It related to a piece of land connected to a member of Mr Rawlings' family which was linked to the council's local plan.

Mr Rawlings denied any wrongdoing and said he "immediately declared the issue" to the council, but he was dismissed.

A second executive member, Sam Lisle, then resigned his place on the executive in response, citing irreconcilable differences with Mr Carr.

In a statement, Mr Carr said: "I stand by every decision I have made as leader of the council and I believe those decisions will be vindicated in due course.

"I have the support of a substantial number of the Conservative group, my conscience is clear and, most importantly, my integrity remains intact."

A full council meeting takes place on 22 February.
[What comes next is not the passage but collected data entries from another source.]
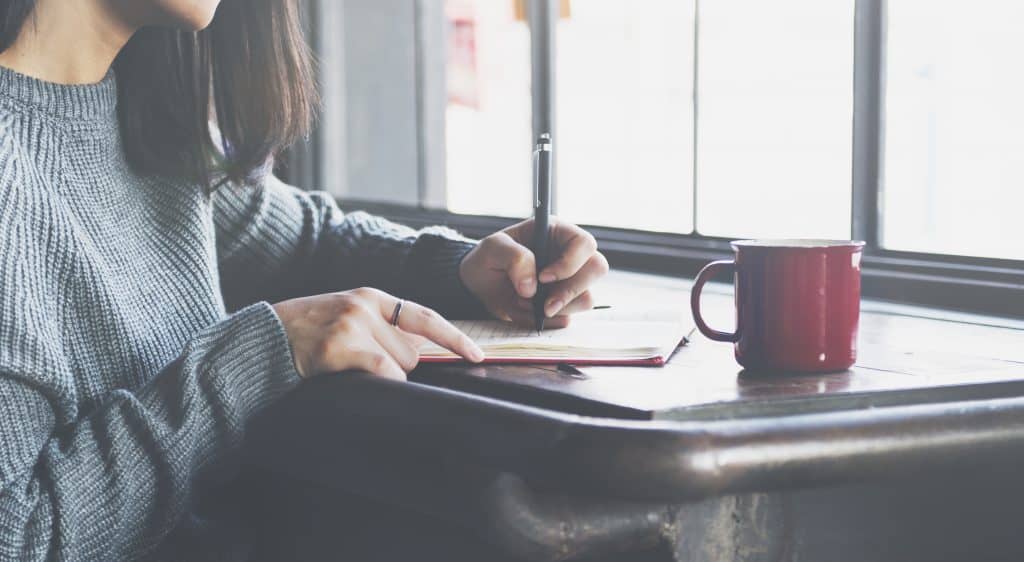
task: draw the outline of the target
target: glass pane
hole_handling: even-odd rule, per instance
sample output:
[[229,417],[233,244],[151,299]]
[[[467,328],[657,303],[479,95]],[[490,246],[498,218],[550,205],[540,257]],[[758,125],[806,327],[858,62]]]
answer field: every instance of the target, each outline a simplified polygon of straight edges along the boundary
[[530,35],[511,0],[446,0],[447,192],[456,213],[527,216]]
[[702,234],[849,238],[853,4],[700,3]]
[[889,2],[882,241],[1024,259],[1024,3]]
[[692,0],[578,0],[558,35],[558,213],[693,230]]

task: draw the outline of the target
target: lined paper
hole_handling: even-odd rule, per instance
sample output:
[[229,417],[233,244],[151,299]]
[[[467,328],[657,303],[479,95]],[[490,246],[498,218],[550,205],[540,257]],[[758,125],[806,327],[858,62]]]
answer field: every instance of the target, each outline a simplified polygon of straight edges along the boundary
[[[490,360],[645,360],[666,358],[686,335],[680,309],[616,308],[573,316],[566,328],[536,332],[498,320],[458,320],[456,327]],[[423,358],[454,357],[435,344],[420,348]]]

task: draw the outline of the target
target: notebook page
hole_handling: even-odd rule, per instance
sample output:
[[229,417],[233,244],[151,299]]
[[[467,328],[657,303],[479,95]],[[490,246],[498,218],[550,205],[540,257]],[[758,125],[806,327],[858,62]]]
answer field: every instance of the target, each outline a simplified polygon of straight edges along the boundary
[[[497,320],[458,320],[456,327],[489,356],[648,358],[671,351],[684,335],[678,312],[597,310],[562,329],[536,330]],[[451,356],[434,344],[423,356]]]
[[[602,306],[574,314],[568,327],[538,334],[496,320],[455,321],[491,360],[667,358],[693,328],[689,293],[682,287],[650,287],[639,283],[594,287]],[[424,358],[452,358],[432,343],[420,347]]]
[[664,339],[666,331],[678,331],[666,322],[575,323],[558,330],[522,328],[498,321],[456,321],[481,347],[546,349],[651,349]]

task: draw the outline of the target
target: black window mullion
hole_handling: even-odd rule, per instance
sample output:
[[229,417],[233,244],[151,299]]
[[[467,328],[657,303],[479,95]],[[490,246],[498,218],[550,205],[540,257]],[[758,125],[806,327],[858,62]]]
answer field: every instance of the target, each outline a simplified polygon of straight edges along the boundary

Gemma Dillon, BBC Radio York political reporter

Former Lord Mayor Cllr Gillies is the third leader the Conservatives have had in York since 2015. Councillor Chris Steward, who preceded David Carr, stood down in 2016 for health reasons.

The city is run by a coalition of Conservatives and Liberal Democrats, so it remains to be seen if this turbulent time will affect that relationship.

With elections around the corner next year in York and the annual budget due out, Cllr Gillies will be hoping to ease the rifts within his party.

He voted against the council's controversial local plan last week, so it is unclear how easy that task will be.